Information for Social Services / Police about suspected abuse

To ensure that this information is as helpful as possible, a detailed record should always be made at the time of the disclosure/concern, which should include the following:

  • The child's name, age and date of birth of the child.

  • The child's home address and telephone number.

  • Whether or not the person making the report is expressing their own concerns or those of someone else.

  • The nature of the allegation. Include dates, times, any special factors and other relevant information.

  • Make a clear distinction between what is fact, opinion or hearsay.

  • A description of any visible bruising or other injuries. Also any indirect signs, such as behavioural changes.

  • Details of witnesses to the incidents.

  • The child’s account, if it can be given, of what has happened and how any bruising or other injuries occurred.

  • Have the parents been contacted?

  • If so, what has been said?

  • Has anyone else been consulted? If so, record details.

  • If the child was not the person who reported the incident, has the child been spoken to? If so, what was said?

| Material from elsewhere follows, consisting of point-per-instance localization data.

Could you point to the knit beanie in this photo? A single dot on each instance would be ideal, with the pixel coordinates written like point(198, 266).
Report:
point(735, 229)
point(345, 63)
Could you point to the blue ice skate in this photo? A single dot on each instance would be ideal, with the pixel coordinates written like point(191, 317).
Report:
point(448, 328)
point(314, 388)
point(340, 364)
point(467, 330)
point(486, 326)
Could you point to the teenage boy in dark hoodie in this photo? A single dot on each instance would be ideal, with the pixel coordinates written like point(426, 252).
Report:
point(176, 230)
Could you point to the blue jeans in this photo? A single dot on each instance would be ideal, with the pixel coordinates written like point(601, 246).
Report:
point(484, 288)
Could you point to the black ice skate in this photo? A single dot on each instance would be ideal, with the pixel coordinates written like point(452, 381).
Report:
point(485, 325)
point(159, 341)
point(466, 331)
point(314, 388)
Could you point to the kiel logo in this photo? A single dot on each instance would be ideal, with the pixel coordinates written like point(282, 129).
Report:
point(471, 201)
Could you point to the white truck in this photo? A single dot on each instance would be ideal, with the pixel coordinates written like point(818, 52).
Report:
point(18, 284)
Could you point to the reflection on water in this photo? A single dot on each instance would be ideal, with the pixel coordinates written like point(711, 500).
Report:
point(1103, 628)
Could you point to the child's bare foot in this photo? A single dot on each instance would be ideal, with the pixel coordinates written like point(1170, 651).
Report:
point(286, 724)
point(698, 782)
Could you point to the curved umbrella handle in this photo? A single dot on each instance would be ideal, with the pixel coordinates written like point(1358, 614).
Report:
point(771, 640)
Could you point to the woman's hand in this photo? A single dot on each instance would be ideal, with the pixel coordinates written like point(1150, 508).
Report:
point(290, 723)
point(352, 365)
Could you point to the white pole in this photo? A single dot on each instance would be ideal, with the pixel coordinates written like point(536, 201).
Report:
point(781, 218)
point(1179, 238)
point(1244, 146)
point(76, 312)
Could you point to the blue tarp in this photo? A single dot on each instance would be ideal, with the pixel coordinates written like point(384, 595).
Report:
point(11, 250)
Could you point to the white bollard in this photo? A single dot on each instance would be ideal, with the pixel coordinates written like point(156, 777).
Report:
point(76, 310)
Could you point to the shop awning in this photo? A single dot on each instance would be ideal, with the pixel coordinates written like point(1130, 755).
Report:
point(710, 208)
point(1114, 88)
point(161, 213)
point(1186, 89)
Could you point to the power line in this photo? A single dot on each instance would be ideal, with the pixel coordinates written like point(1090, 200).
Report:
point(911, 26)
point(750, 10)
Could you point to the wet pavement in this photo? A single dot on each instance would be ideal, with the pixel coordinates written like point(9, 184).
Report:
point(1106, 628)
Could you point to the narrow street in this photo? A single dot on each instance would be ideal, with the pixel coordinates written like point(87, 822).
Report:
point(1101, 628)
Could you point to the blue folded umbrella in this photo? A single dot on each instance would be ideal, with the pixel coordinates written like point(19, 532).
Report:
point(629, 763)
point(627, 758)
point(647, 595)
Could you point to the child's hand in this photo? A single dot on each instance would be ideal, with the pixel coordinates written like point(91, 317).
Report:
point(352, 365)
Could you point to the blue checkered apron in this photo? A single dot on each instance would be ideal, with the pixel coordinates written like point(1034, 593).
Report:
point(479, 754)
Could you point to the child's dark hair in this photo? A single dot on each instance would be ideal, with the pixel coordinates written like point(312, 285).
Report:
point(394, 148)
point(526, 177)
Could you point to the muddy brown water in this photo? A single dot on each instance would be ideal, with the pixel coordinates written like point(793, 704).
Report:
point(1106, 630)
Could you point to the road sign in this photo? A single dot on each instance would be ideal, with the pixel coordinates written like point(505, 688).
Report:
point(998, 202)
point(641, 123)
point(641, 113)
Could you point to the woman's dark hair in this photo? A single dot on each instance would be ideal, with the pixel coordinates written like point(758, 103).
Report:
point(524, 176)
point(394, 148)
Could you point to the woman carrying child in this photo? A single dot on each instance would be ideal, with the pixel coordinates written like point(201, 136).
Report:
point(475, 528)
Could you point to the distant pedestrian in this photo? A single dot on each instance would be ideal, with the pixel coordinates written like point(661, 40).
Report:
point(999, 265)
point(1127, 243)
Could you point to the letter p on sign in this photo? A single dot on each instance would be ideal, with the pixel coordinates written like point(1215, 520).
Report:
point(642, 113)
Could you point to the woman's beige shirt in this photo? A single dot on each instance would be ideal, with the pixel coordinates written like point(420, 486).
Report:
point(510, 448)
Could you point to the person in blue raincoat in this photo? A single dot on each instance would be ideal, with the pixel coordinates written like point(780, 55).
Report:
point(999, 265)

  • Has anyone been alleged to be the abuser? Record details.

  • Where possible referral to the police or social services should be confirmed in writing within 24 hours and the name of the contact who took the referral should be recorded.


If you are worried about sharing concerns about abuse with members of the committee, you can contact Social Services or the Police direct, or the NSPCC Child Protection Helpline on 0808 800 5000, or Childline on 0800 1111.


Guide for Parents, Guardians and Carers

Whilst this Club has a moral and statutory duty to take all reasonable steps to ensure the general welfare and protection of children and vulnerable adult members, in particular during the actual act of photography and photographic techniques, the Club will not undertake the all encompassing responsibilities of those acting in the role of guardians or carers unless specifically arranged.

Our activities at the club or when out on location do not finish at a regular time. It is therefore your responsibility to ensure the well being of your charge over and above arranging a predetermined collection time. Should you wish to leave a child or a vulnerable adult at the club or photographic location, it is your responsibility to arrange for one of the club members to supervise him/her during your absence and, if necessary, make arrangements for the member to be able to make contact with you.

Should your child have any special medical or physical needs you are required to advise the Club in writing.

Should physical contact be required during club activities or out on location or any other purposes these will be explained to you and you will be required to record your agreement in writing defining the type and limits of contact.

Should the Club wish to use a photographic image of your child, the Club or club member will require a model release form stating the date, model name (or child’s name), type of photography (or shoot) to be signed and approved by you.

A membership form must be countersigned by the parent or guardian if the applicant is under 18 years of age or by the authorised carer of a vulnerable adult, thereby signifying acceptance of the conditions of membership.

Should you wish to discuss any issue, have any concerns or have suggestions on how we may improve our policies, then please contact: any committee member or contact one of the help lines (above) as you deem appropriate.

Do encourage your child or child / children in your charge to talk about their training and the club environment and ensure that they know how to express their concerns if they are unhappy about any aspect of their care. If you have any doubts, contact any committee member or contact any of the help lines (above).